Background: Shigellosis, an acute gastrointestinal disease is caused primarily by the bacterium Shigella flexneri. Upon ingestion, S. flexneri initiates a serotype-specific immune response that targets the O-antigen of pathogen’s lipopolysaccharide. O-antigens subunits are modified by the addition of chemical moieties, which give rise to new serotypes of S. flexneri. Nineteen different serotypes of S. flexneri have been recognized. A recently identified O-antigen modifying gene, O-acetyltransferase B (oacB), which adds an acetyl residue at either position 3 or 4 of RhamanoseIII (3/4-O-acetylation) in serotypes 1a, 1b, 2a, 5a, 7a, Y, and 6 and at position 6 of N- acetylglucosamine (6-O-acetylation) in serotypes 2a, 3a , Y and Yv of the O-antigen subunits. Topologies of other serotype converting proteins like glucosyltransferases (Gtr) and acetyltransferase (Oac) of S. flexneri have been solved experimentally whereas the topological analysis of OacB is yet to be determined.

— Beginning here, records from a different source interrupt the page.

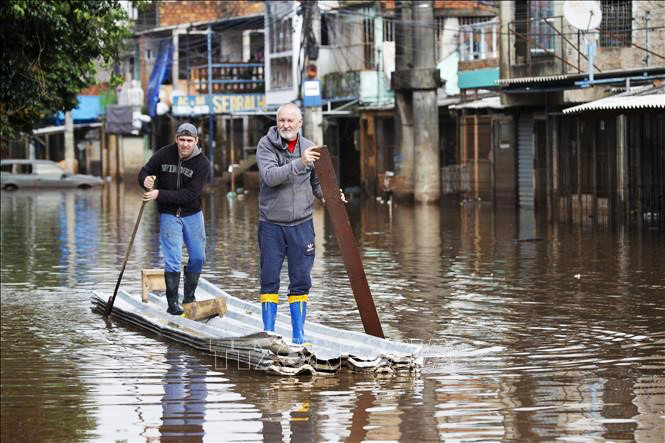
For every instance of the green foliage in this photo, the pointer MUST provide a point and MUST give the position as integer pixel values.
(50, 52)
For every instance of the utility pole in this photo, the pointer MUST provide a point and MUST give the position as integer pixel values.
(427, 182)
(415, 81)
(313, 117)
(403, 189)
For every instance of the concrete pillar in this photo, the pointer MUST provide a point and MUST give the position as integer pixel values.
(313, 124)
(69, 142)
(427, 173)
(403, 103)
(427, 182)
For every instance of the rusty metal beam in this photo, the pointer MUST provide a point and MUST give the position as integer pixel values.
(347, 244)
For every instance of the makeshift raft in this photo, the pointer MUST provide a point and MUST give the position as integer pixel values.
(238, 337)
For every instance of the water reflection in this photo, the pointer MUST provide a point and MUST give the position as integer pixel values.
(534, 331)
(183, 403)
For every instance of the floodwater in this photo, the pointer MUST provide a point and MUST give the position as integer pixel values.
(533, 331)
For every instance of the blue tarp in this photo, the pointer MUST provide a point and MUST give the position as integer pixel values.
(88, 110)
(162, 66)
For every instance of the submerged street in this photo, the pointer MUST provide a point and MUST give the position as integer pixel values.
(532, 331)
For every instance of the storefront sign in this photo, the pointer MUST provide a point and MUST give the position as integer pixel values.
(187, 105)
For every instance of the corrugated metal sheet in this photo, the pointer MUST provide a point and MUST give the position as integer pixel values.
(638, 99)
(533, 79)
(487, 102)
(525, 161)
(239, 336)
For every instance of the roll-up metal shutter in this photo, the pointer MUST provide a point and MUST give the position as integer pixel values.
(525, 183)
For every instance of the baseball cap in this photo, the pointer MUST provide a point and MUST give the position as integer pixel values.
(187, 129)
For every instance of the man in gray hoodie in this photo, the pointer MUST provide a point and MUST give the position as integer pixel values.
(286, 197)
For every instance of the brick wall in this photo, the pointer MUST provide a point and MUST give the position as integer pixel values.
(465, 7)
(182, 11)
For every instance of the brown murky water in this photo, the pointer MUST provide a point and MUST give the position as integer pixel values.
(556, 339)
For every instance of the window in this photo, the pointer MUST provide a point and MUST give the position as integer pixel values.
(280, 73)
(388, 29)
(542, 34)
(281, 36)
(368, 39)
(479, 40)
(326, 35)
(616, 26)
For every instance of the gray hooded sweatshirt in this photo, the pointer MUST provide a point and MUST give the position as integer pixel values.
(288, 187)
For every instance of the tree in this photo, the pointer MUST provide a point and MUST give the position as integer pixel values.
(50, 52)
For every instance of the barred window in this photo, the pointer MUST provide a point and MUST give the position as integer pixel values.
(388, 29)
(368, 39)
(616, 26)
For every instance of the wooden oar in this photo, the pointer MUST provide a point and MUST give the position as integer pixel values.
(109, 305)
(347, 244)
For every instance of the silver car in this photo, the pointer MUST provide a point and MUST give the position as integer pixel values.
(21, 173)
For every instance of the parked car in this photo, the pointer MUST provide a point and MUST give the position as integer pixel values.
(21, 173)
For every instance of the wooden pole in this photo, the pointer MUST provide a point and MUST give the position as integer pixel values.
(347, 244)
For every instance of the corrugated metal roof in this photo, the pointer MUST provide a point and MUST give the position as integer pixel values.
(643, 97)
(633, 73)
(486, 102)
(534, 79)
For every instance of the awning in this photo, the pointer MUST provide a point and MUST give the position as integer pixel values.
(643, 97)
(568, 80)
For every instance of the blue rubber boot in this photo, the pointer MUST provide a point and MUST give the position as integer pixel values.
(269, 311)
(298, 307)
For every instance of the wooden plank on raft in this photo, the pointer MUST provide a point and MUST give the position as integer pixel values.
(347, 244)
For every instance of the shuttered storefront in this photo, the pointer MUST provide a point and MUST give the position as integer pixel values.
(525, 161)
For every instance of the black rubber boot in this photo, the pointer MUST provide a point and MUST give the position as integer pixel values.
(191, 281)
(172, 282)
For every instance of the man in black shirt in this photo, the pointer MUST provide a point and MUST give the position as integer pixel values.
(180, 169)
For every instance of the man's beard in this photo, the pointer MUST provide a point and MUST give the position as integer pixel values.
(288, 134)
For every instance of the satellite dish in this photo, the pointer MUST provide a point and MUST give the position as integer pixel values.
(582, 14)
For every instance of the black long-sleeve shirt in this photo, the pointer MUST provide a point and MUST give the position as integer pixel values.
(179, 181)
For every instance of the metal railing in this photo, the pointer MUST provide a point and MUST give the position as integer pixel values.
(228, 78)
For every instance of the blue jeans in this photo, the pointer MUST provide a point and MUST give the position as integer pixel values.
(173, 231)
(296, 243)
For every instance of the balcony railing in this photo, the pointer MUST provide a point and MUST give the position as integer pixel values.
(228, 78)
(479, 41)
(538, 47)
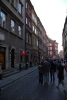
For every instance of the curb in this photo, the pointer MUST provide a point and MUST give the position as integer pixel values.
(10, 82)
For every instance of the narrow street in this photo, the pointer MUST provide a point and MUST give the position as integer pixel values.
(27, 88)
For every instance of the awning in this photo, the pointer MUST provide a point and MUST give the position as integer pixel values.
(23, 53)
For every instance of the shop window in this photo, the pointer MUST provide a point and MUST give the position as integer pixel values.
(12, 26)
(3, 20)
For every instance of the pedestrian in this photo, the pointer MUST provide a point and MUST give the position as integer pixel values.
(60, 75)
(52, 71)
(41, 71)
(46, 66)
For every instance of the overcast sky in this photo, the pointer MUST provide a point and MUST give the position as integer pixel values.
(52, 14)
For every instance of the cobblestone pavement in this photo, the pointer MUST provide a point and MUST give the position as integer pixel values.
(27, 88)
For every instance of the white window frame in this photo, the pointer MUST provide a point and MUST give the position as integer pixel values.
(3, 19)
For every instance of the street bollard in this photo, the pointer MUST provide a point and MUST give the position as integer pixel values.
(27, 65)
(0, 71)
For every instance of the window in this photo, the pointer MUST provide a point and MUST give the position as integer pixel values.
(12, 26)
(26, 37)
(26, 20)
(3, 20)
(20, 8)
(29, 24)
(26, 5)
(13, 3)
(50, 44)
(19, 30)
(29, 39)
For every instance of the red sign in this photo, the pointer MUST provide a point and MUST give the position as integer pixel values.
(23, 53)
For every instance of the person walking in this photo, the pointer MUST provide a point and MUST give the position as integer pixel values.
(46, 67)
(60, 75)
(41, 71)
(52, 71)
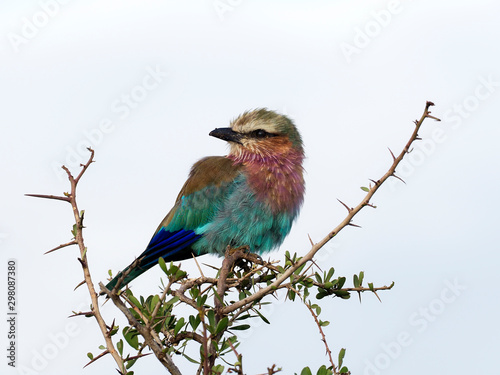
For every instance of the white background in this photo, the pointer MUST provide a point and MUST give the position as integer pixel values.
(352, 75)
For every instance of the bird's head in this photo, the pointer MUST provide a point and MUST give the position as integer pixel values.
(261, 134)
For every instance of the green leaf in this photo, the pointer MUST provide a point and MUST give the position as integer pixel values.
(218, 369)
(178, 326)
(162, 264)
(318, 277)
(194, 321)
(356, 281)
(331, 271)
(129, 365)
(221, 326)
(261, 316)
(135, 301)
(211, 317)
(341, 356)
(119, 346)
(240, 328)
(131, 337)
(154, 301)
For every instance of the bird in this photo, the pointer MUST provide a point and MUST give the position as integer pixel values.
(250, 197)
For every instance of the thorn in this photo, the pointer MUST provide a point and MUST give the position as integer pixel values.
(310, 240)
(345, 205)
(434, 118)
(48, 197)
(393, 157)
(87, 314)
(399, 178)
(79, 285)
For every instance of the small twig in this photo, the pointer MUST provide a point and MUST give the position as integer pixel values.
(74, 242)
(347, 220)
(149, 339)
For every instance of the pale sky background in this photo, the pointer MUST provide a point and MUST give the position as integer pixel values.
(352, 75)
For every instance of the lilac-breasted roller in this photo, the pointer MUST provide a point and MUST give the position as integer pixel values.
(249, 197)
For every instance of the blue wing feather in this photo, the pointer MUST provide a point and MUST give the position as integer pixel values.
(210, 182)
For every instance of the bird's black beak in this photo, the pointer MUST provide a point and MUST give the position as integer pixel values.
(227, 134)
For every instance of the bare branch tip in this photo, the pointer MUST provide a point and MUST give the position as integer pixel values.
(345, 205)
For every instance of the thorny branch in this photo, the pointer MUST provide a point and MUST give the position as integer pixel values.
(346, 222)
(283, 278)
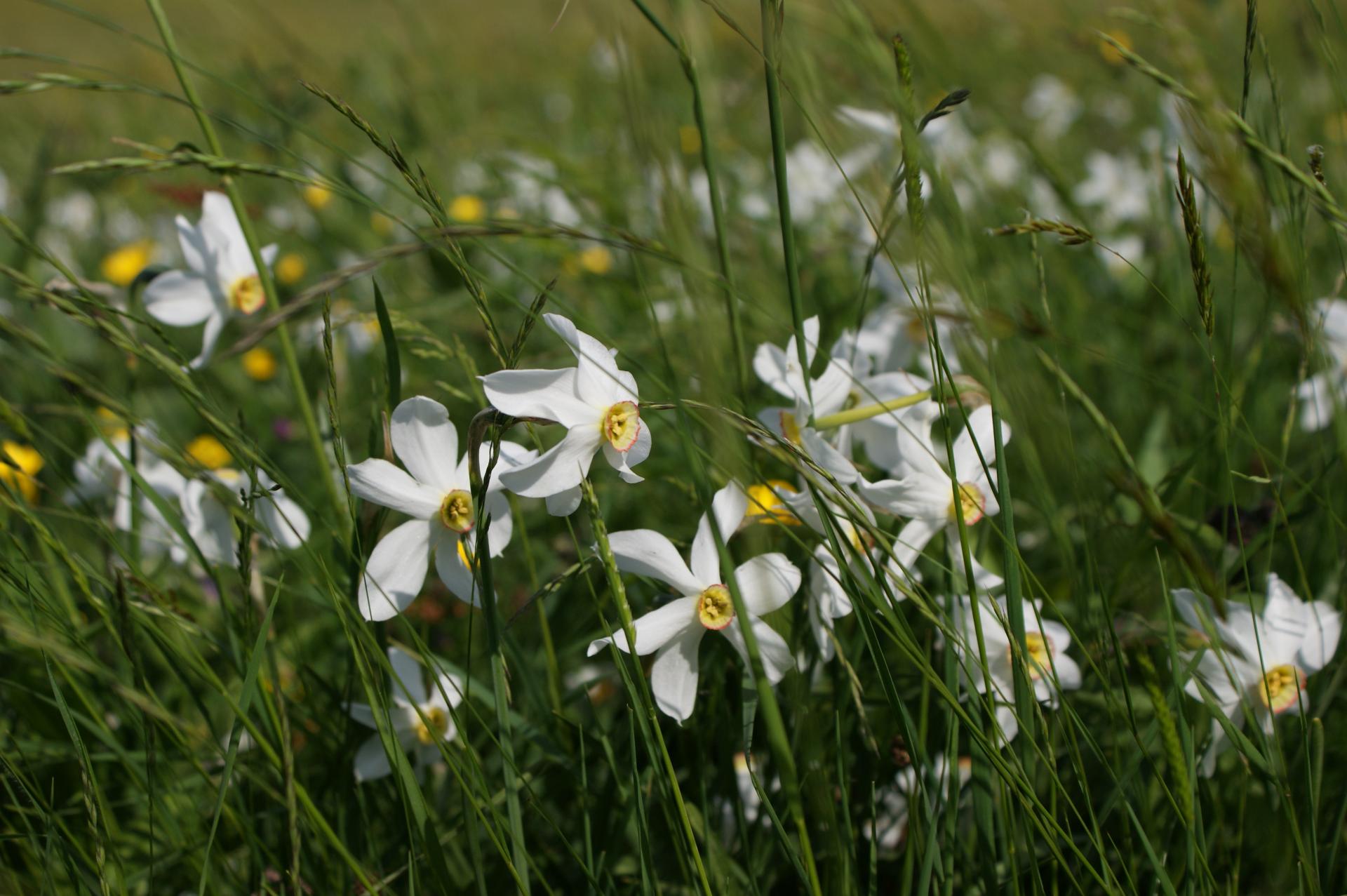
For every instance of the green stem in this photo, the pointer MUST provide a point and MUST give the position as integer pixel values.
(269, 285)
(866, 411)
(772, 14)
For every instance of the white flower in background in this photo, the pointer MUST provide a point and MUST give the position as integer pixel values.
(436, 492)
(1319, 394)
(596, 402)
(891, 818)
(1044, 651)
(421, 718)
(827, 599)
(1052, 104)
(674, 632)
(220, 282)
(281, 522)
(923, 490)
(1257, 663)
(100, 473)
(1118, 185)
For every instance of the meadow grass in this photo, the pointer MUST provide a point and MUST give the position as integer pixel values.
(1047, 294)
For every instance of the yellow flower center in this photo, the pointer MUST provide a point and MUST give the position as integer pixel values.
(1038, 647)
(767, 507)
(455, 511)
(714, 608)
(973, 503)
(1280, 688)
(246, 294)
(434, 727)
(622, 424)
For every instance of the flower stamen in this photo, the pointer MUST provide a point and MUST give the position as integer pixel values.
(1280, 688)
(714, 608)
(246, 294)
(622, 424)
(455, 512)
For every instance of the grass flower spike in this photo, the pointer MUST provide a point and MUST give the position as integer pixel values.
(434, 490)
(422, 718)
(1257, 663)
(594, 401)
(674, 632)
(220, 282)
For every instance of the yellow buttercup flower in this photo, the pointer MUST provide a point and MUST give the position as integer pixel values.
(208, 452)
(124, 265)
(290, 269)
(1109, 51)
(468, 209)
(259, 364)
(19, 467)
(690, 139)
(597, 259)
(765, 504)
(317, 197)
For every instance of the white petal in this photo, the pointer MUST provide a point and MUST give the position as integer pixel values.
(209, 336)
(648, 553)
(180, 300)
(559, 468)
(372, 761)
(396, 570)
(426, 442)
(547, 395)
(453, 572)
(597, 379)
(767, 582)
(380, 483)
(408, 685)
(772, 648)
(565, 502)
(728, 507)
(655, 629)
(977, 434)
(674, 676)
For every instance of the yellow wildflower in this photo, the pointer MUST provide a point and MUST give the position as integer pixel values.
(124, 265)
(18, 468)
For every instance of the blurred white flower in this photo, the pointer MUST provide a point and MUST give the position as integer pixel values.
(1052, 104)
(437, 495)
(674, 631)
(1260, 663)
(594, 401)
(220, 282)
(421, 718)
(1047, 664)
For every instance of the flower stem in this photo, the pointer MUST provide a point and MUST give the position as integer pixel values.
(269, 285)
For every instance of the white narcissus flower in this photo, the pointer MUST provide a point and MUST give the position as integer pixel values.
(1044, 651)
(281, 522)
(100, 472)
(1323, 391)
(421, 718)
(594, 401)
(674, 632)
(436, 492)
(220, 282)
(1260, 663)
(923, 490)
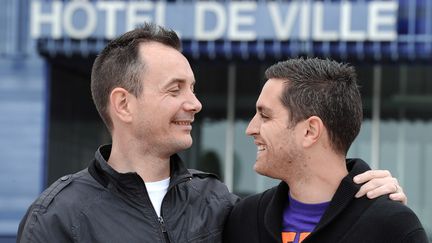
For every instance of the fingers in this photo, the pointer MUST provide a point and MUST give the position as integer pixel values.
(371, 174)
(399, 196)
(378, 186)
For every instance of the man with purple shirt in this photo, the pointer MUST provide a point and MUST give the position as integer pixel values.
(307, 115)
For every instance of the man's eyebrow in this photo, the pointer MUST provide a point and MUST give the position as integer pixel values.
(177, 80)
(263, 109)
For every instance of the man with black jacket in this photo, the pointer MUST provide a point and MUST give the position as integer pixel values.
(137, 189)
(307, 115)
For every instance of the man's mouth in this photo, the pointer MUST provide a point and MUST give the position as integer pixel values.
(183, 123)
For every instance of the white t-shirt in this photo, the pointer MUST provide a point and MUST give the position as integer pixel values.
(157, 191)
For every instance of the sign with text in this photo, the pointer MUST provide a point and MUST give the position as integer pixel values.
(208, 20)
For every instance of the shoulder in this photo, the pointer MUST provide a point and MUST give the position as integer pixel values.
(53, 213)
(209, 184)
(394, 218)
(68, 191)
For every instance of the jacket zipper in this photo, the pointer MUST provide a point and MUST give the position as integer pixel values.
(163, 229)
(160, 218)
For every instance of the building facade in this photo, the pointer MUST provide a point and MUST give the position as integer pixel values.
(50, 126)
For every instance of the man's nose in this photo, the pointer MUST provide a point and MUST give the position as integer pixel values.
(253, 127)
(193, 104)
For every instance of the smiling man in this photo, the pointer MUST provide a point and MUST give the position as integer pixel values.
(137, 189)
(307, 115)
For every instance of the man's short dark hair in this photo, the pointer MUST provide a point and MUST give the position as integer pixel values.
(323, 88)
(119, 64)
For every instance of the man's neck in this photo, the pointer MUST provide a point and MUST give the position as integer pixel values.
(149, 166)
(319, 182)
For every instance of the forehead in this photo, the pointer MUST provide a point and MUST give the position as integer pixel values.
(271, 93)
(163, 64)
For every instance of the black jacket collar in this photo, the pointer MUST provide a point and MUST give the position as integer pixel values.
(130, 183)
(344, 194)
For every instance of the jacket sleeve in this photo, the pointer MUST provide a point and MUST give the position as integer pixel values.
(41, 227)
(418, 236)
(48, 218)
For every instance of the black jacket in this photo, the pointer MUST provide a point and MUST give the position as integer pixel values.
(259, 217)
(100, 205)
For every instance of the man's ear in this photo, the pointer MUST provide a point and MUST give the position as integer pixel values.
(314, 128)
(120, 102)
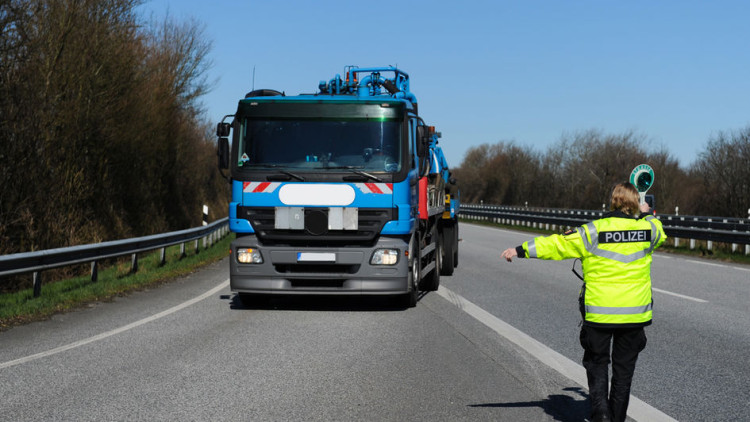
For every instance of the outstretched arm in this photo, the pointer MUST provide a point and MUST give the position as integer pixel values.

Materials/methods: Topology prediction of OacB was performed using membrane protein prediction programs such as DAS, HMMTOP, TMHMM and TopPred .Identification of conserved critical residues and domains was carried out using side-directed mutagenesis and functionality of the protein was determined by slide agglutination and western blots using specific antibodies to acetyl modification.
Results: Hydrophobicity analysis showed that OacB similar to its close homologue O-acetyltransferase (Oac) from serotype 3b is a transmembrane protein with 10 transmembrane segments, 11 loops, and cytoplasmic N and C termini. Bioinformatics analysis revealed that OacB has several motifs. Mutants were created by mutating conserved amino acids within and outside these motifs. Amino acids critical to function were identified via slide agglutination test and western blots using O-acetyl specific antisera. Five mutants showed a negative agglutination reaction hence turned protein nonfunctional.
Conclusions: The importance of a number of amino acid residues within the conserved domain and the homologous region with regard to function of OacB was determined. Identified amino acids may play an important role in forming the catalytic domain within the acetyltransferase homologous region. The study furthers our understanding of the structure, function of a serotype converting protein, and will contribute to vaccine development research against shigellosis.